The DMP should describe how the project will share data, making them publicly available (unless the data are restricted) for broad access and sharing. Providing access to data is responsible science and helps ensure verifiability of the research results.
It is worthwhile thinking how data in your field are typically shared and accessed. Perhaps there are certain data repositories that hold data sets in your field that you and your lab team frequently consult. Increasingly, the practice for researchers is not to keep their data on a hard drive and distribute it on request but to deposit them to a repository, linking to them from publications and laboratory websites, so that they can be discoverable and findable.

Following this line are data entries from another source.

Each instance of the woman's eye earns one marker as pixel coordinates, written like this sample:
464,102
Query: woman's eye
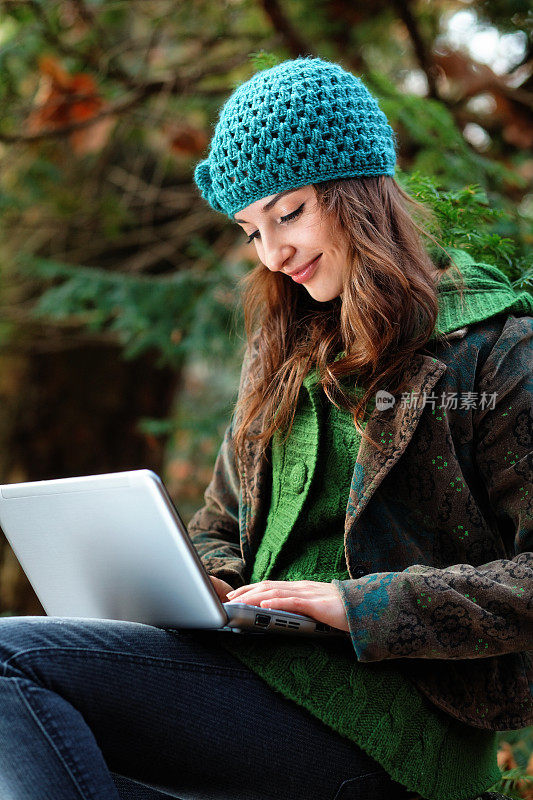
287,218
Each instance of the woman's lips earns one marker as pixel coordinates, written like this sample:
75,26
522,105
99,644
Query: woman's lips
305,274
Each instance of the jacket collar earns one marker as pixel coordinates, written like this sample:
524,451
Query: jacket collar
393,428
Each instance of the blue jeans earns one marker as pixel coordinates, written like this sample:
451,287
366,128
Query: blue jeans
102,710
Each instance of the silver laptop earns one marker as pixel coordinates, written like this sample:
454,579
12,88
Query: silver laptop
114,547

The DMP also typically states when the data will be made available, whether during the project or after it. If embargoes will be implemented, then this fact needs to be surfaced as well, with accompanying information about any time constraints. Similarly, will all the data be shared, or only some of them? If the DMP hasn't addressed levels of access (e.g., who is permitted access to the data), then this is where that information should be given, too.
Check Your Understanding
True or False: The current best practice for data sharing is to state in your DMP that your research data is available upon request.
(a) True
(b) False
ANSWER: (b) False. Increasingly, funding agencies wish to see in DMPs that researchers will share their data via data repositories, or an institution-wide repository service like Penn State’s ScholarSphere. By depositing data into a repository service, the onus is removed from the researcher in making sure the data are preserved over the long term and thus accessible on an ongoing basis. This way, researchers can post the permanent link or URL or DOI for the data set to the project website and be assured the data set will continue to be accessible.